Título: A dimensionality reduction algorithm for optimizing pseudo-Boolean functions
Palestrante: Eduardo Alves de Jesus Anacleto (Doutorando em Ciência da Computação – UFABC)
Data e local: Quarta, 08 de junho de 2022 às 16:00, Campus Santo André, Bloco A, sala S-204-0
Resumo: The general case of Pseudo-Boolean Optimization (PBO) problems belongs to the NP-hard computational class.
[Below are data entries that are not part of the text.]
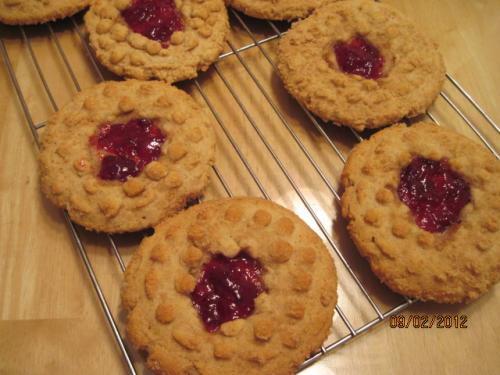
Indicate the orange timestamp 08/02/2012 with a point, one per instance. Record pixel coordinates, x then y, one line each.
428 321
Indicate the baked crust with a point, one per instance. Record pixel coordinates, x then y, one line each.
69 165
413 72
292 318
31 12
130 54
458 265
277 9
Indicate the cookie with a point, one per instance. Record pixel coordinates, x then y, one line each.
277 9
361 64
422 206
178 38
123 155
238 285
31 12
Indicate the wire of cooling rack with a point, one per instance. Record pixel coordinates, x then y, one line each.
237 52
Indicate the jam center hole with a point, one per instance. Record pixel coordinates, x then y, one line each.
155 19
227 288
359 57
434 193
125 149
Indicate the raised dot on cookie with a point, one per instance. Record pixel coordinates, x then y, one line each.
137 58
284 226
90 185
185 337
179 117
223 350
234 213
490 224
177 38
289 339
165 313
263 328
126 105
372 217
401 229
191 256
146 198
425 239
104 26
195 135
301 280
117 55
280 251
133 187
262 218
205 31
80 203
155 170
384 196
307 255
386 247
176 151
119 32
232 328
82 165
110 206
295 309
173 180
159 253
153 47
151 283
185 284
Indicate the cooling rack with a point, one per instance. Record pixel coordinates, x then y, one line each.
252 123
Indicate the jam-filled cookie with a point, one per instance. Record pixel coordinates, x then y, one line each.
166 39
422 204
30 12
277 9
230 286
123 155
361 64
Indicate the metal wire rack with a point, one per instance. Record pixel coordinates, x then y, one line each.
259 35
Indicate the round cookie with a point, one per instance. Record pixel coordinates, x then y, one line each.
408 247
121 156
189 40
30 12
411 70
292 316
277 9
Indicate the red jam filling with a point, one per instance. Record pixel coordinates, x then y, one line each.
359 57
155 19
434 193
127 148
227 289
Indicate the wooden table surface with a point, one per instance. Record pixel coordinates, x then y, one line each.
50 319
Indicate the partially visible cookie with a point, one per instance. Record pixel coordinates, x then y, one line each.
422 204
230 286
169 40
123 155
277 9
30 12
361 64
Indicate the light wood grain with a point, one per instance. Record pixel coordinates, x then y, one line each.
50 319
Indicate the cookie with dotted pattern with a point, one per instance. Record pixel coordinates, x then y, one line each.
411 69
30 12
291 318
123 155
189 38
277 9
419 258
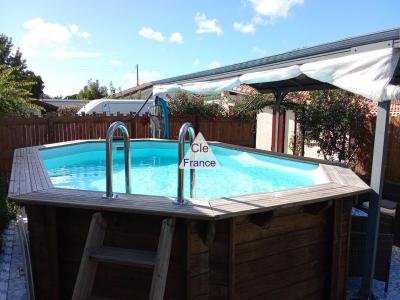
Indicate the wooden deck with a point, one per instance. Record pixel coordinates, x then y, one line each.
30 184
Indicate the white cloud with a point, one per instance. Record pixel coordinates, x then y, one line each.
244 28
59 53
144 76
205 25
274 8
45 39
176 37
75 30
214 64
45 34
258 51
151 34
115 62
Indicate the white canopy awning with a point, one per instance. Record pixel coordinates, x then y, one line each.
367 74
200 87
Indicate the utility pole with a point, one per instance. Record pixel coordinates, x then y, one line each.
137 74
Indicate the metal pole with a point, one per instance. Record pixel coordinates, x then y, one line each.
279 96
186 128
377 180
137 74
109 160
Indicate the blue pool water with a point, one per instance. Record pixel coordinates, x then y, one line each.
154 170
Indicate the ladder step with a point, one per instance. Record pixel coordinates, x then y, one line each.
123 256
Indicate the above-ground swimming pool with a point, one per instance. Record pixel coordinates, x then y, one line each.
276 223
154 170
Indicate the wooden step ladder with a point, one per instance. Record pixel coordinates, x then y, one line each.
95 252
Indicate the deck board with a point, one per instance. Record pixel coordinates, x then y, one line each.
30 183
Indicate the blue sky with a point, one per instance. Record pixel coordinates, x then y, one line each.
68 42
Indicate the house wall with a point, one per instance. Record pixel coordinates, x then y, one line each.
264 129
264 134
290 124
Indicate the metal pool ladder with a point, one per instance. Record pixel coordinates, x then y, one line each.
127 152
186 128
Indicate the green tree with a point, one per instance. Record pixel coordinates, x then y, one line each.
333 120
112 88
14 60
14 92
93 90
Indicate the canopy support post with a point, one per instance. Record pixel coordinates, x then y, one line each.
377 181
279 96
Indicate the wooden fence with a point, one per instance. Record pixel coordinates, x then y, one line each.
392 167
23 132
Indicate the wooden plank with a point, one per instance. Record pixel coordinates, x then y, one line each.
124 256
87 270
162 259
44 248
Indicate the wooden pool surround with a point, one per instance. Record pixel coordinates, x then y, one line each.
291 244
30 183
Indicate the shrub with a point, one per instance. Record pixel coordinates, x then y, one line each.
68 110
334 121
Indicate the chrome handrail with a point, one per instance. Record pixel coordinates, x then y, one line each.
186 128
109 140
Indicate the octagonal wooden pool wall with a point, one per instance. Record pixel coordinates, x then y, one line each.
287 245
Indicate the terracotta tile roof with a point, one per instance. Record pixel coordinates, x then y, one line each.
394 108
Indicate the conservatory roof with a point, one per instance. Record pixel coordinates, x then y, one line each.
293 66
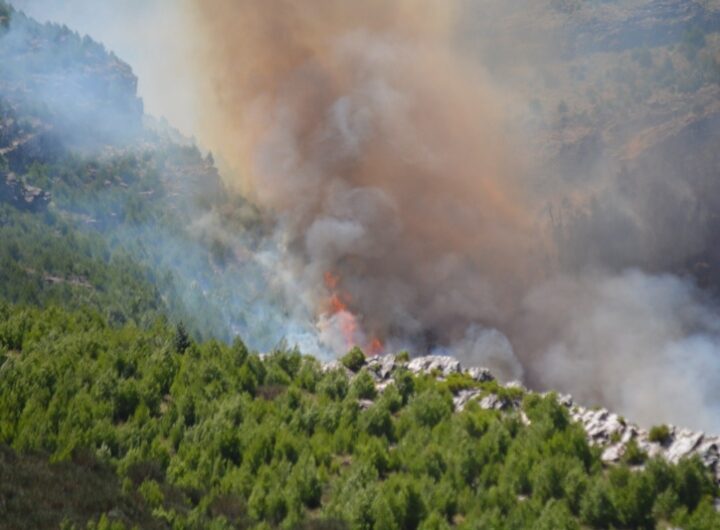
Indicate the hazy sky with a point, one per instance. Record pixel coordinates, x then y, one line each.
157 46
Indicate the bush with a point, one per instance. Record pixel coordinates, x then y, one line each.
659 434
363 386
354 359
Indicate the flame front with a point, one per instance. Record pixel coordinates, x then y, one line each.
338 307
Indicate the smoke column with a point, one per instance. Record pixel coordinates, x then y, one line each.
392 141
410 212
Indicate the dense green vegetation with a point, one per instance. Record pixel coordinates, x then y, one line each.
214 436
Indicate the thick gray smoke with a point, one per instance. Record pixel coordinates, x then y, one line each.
449 178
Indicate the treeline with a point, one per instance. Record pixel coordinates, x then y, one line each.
208 435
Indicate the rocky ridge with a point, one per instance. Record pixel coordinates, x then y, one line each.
606 430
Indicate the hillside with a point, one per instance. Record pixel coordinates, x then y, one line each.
213 436
146 376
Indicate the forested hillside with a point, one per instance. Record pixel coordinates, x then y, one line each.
129 400
179 434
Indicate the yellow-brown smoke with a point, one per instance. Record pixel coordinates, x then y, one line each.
385 154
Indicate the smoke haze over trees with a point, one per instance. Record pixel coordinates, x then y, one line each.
504 182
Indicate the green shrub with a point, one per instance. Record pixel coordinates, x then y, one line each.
659 434
354 359
363 386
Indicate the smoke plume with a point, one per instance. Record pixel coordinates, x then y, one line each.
432 193
414 214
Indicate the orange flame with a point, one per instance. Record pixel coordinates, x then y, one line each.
376 347
338 305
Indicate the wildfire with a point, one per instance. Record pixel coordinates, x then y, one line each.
338 306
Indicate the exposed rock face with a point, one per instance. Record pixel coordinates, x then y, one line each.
604 429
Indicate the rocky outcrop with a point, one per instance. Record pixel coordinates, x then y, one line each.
604 429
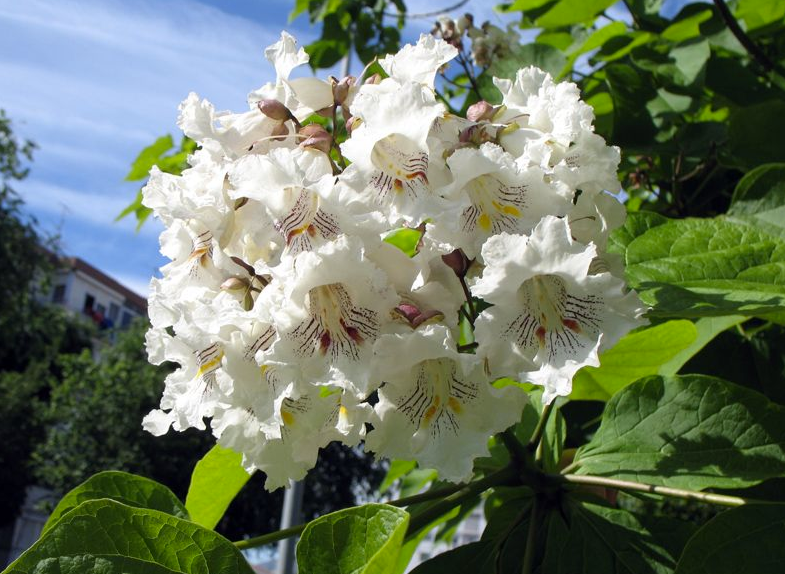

To the best of our knowledge, there exist only two exact methods for solving PBO problems via variable elimination. One such method, known as the Basic Algorithm (BA), consists of eliminating one decision variable at a time until the problem is solved. There is no evidence in the literature that the BA has been implemented, perhaps due to the intricacies of pseudo-Boolean function manipulation. The other method is a Branch-and-Bound based approach that also performs variable elimination. In this work, motivated by the challenge of providing an implementable algorithm based on the BA and seeking to reduce the scarcity of exact techniques for solving PBO problems, we developed an easy-to-implement Dimensionality Reduction Algorithm (DRA) and conducted computational experiments. The asymptotic time complexity of our DRA is O(k(2n-k)2^{k-1}), where n is the dimension of a solution and k indicates the width of a tree associated with the pseudo-Boolean function. We also developed mechanisms to facilitate algebraic manipulations of pseudo-Boolean functions and used them to prove the correctness of our DRA.